Jewish leaders here are reacting with dismay after their complaint charging a Muslim radio station with trivializing the Holocaust was rejected.
In an acrimonious case, the South African Jewish Board of Deputies had filed the complaint with the nation’s Broadcasting Complaints Commission about a 1998 broadcast on Radio 786, a Muslim station in Cape Town.
Appearing on the program was Yacoub Zaki, a historian at the Muslim Institute in London.
During the broadcast, Zaki said, “I accept that 1 million-plus Jews died during the Second World War, but I dispute the fact that they were murdered, that they were killed by gassing.
“These people died, like other people in the camps, from infectious diseases, particularly typhus,” he said.
The interview prompted a series of legal actions, including one brought before the Constitutional Court, the nation’s highest court. In that case, the radio station sought to overturn a section of the broadcasters’ code of conduct that prohibits hate speech.
Radio 786 brought the case after the Board of Deputies had lodged a complaint against the station for airing the program, which dealt with the ideology of Zionism and how it resulted in the creation of the Jewish state.
Earlier this year, the Constitutional Court sided with the radio station and struck down several provisions of the Broadcasting Code of Conduct as unconstitutional infringements on the right of free speech.
After that ruling, the Jewish Board of Deputies turned to the Broadcasting Complaints Commission, as it had done previously, in hopes of obtaining a ruling against the radio station.
Now those hopes have been dashed.
In his ruling dismissing the complaint, commission official Roland Sutherland wrote that “the trivializing of the extent of the suffering” of Jews during World War II is “doubtless perceived by many who accept the accuracy of Holocaust evidence as churlish and insulting.”

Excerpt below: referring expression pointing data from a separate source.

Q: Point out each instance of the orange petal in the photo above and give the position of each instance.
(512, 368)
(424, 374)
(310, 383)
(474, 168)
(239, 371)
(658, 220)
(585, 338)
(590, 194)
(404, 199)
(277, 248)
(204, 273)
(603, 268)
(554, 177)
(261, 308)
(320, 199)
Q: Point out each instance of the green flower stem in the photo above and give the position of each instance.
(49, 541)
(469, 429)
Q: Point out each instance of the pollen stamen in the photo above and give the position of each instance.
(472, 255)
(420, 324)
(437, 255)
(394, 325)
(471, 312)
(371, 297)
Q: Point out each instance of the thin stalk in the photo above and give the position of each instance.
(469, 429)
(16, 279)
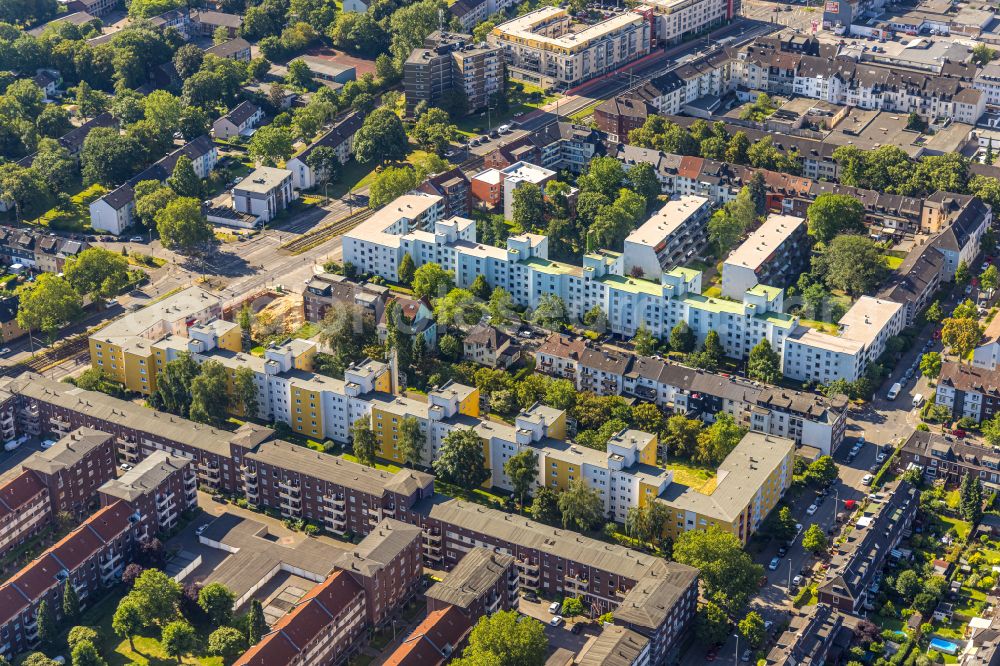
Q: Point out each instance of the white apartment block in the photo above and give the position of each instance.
(676, 20)
(546, 48)
(673, 234)
(659, 302)
(518, 174)
(810, 355)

“Nevertheless, in my view, it is not the stuff of which reasonable people take offence to the degree it warrants the proscription of the expression of such views.”
Hate speech is not protected under the free speech provisions of the South African constitution, but Sutherland ruled that the broadcast did not fall under the category of hate speech.

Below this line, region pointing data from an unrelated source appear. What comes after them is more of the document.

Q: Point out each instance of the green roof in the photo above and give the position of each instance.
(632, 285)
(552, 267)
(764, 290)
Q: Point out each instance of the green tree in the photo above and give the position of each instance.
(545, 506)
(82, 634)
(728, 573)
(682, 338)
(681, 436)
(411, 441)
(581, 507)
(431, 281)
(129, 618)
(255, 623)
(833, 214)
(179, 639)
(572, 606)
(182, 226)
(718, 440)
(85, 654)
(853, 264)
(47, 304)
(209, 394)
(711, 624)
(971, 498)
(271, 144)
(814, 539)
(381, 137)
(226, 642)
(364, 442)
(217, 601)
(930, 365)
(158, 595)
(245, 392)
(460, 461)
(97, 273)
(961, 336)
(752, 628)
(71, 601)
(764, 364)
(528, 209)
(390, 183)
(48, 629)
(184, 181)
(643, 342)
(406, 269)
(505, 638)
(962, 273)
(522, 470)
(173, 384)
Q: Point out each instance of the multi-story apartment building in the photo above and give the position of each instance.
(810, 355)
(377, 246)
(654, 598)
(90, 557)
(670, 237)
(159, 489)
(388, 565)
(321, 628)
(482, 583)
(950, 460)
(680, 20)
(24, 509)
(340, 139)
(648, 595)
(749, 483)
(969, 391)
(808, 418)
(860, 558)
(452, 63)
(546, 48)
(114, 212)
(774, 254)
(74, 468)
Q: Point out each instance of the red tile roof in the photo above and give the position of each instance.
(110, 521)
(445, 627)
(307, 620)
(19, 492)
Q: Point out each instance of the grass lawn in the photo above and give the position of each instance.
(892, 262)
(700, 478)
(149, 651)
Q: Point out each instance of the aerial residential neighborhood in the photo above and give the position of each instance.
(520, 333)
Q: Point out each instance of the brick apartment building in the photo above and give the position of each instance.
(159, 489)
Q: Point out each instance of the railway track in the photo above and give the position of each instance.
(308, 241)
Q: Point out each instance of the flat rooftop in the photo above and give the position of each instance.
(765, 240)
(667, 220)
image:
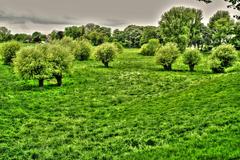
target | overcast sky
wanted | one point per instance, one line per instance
(46, 15)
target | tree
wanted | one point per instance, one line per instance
(222, 57)
(56, 35)
(67, 42)
(167, 55)
(38, 37)
(236, 38)
(221, 26)
(32, 63)
(106, 53)
(96, 38)
(73, 32)
(150, 48)
(191, 57)
(97, 34)
(149, 32)
(22, 37)
(182, 26)
(8, 51)
(119, 47)
(83, 50)
(60, 61)
(132, 36)
(5, 34)
(234, 3)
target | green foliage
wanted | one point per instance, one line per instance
(96, 38)
(182, 26)
(83, 50)
(60, 60)
(236, 39)
(130, 37)
(106, 53)
(167, 55)
(131, 111)
(5, 34)
(191, 57)
(149, 32)
(222, 57)
(150, 48)
(73, 32)
(32, 63)
(22, 37)
(56, 35)
(67, 42)
(221, 27)
(8, 51)
(38, 37)
(119, 47)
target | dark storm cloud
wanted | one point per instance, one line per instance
(114, 22)
(44, 15)
(15, 19)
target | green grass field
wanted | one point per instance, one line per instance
(133, 110)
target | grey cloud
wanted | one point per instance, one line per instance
(46, 15)
(21, 19)
(114, 22)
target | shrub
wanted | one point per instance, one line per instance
(60, 60)
(31, 63)
(105, 53)
(8, 51)
(83, 50)
(191, 57)
(66, 42)
(150, 48)
(222, 57)
(119, 47)
(167, 55)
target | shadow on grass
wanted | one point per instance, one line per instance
(34, 87)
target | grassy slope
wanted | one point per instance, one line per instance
(133, 110)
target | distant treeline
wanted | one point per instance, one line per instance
(179, 25)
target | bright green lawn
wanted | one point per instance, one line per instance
(134, 110)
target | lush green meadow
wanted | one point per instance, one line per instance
(133, 110)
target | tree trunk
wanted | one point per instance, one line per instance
(41, 82)
(105, 64)
(59, 80)
(168, 67)
(191, 67)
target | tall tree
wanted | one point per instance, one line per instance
(222, 26)
(182, 26)
(5, 34)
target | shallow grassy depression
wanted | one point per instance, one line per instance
(133, 110)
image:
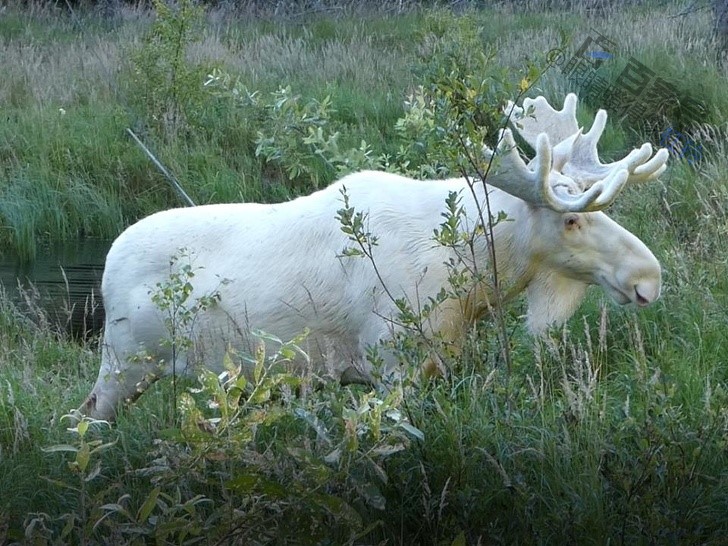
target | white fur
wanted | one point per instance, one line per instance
(281, 272)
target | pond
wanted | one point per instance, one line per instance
(62, 286)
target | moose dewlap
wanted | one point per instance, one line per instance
(278, 268)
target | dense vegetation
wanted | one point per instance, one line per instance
(614, 430)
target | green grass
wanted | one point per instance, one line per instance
(611, 432)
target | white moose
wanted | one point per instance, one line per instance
(278, 268)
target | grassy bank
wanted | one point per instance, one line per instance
(613, 431)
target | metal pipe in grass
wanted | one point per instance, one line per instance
(172, 180)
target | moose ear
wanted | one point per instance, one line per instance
(572, 222)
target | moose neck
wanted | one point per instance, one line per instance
(514, 266)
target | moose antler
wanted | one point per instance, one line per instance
(566, 176)
(575, 153)
(537, 183)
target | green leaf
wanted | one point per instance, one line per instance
(148, 506)
(412, 430)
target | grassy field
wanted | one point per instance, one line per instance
(612, 431)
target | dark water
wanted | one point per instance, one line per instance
(62, 285)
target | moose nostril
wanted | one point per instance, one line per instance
(641, 300)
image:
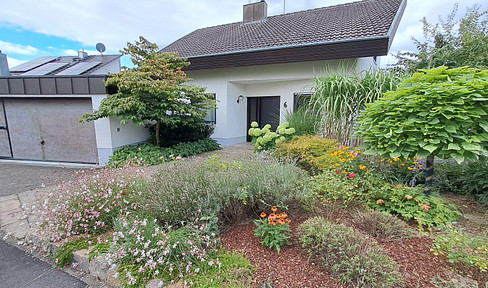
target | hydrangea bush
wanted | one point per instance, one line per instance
(265, 139)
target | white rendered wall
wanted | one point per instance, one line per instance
(112, 135)
(260, 81)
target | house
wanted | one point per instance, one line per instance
(42, 102)
(259, 67)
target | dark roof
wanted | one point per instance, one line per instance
(75, 65)
(358, 21)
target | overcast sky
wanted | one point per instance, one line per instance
(34, 28)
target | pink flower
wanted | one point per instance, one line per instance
(425, 206)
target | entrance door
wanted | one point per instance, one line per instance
(264, 110)
(5, 151)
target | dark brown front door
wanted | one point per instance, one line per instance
(264, 110)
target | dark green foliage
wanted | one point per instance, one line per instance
(339, 97)
(304, 122)
(348, 255)
(381, 225)
(64, 254)
(152, 155)
(466, 179)
(185, 132)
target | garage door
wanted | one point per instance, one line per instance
(48, 129)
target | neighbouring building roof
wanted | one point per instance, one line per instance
(63, 65)
(333, 33)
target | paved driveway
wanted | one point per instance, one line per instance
(16, 178)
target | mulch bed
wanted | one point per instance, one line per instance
(291, 268)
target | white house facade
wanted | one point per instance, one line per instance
(257, 67)
(43, 101)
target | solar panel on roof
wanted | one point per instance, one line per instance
(32, 64)
(79, 68)
(45, 69)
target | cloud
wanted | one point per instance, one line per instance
(12, 48)
(115, 23)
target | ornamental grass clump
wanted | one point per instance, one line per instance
(350, 256)
(88, 204)
(274, 229)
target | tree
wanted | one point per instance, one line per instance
(450, 43)
(154, 90)
(438, 112)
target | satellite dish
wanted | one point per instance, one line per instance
(100, 48)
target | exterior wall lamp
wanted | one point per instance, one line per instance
(240, 98)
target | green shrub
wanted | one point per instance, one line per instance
(349, 255)
(349, 188)
(381, 225)
(412, 204)
(304, 122)
(312, 152)
(461, 247)
(188, 189)
(265, 139)
(147, 154)
(234, 271)
(184, 132)
(466, 179)
(274, 229)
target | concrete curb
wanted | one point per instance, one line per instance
(19, 231)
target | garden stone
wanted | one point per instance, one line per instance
(80, 260)
(98, 268)
(155, 283)
(112, 281)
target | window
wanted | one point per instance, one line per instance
(211, 117)
(300, 100)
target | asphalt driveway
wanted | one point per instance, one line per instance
(17, 178)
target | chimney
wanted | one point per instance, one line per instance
(4, 71)
(82, 54)
(255, 11)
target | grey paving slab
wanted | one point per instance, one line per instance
(15, 178)
(19, 270)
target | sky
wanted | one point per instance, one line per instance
(33, 28)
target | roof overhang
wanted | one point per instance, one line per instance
(368, 47)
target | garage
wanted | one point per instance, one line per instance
(47, 129)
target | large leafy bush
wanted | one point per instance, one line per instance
(441, 112)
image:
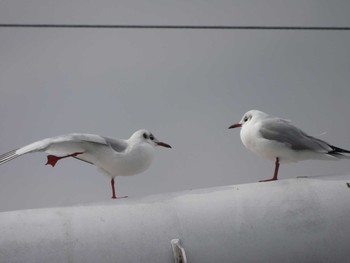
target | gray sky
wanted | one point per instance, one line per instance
(185, 86)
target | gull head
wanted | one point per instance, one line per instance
(144, 136)
(248, 117)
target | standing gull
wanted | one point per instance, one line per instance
(114, 157)
(278, 140)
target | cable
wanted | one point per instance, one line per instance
(174, 27)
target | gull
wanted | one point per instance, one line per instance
(113, 157)
(277, 139)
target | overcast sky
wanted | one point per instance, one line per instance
(186, 86)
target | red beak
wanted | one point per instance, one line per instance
(237, 125)
(163, 144)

Sutherland found there was “no attack in the broadcast on the Jewish religion or Jews as such.”
He also ruled that the broadcast had included “no exhortation to hatred of any particular religious group or group of individuals.”
The Board of Deputies subsequently issued a statement saying the ruling evoked “a deep sense of shock.”
Denying or trivializing the Holocaust is “an attack on the dignity of the Jewish people and not just ‘churlish’ behavior,” the statement said.
Jewish leaders are vowing to keep the case alive.
“We will pursue every avenue open to us to take this matter further,” Russell Gaddin, the Board of Deputies’ national chairman, told JTA. “We believe we have a case they have to answer.”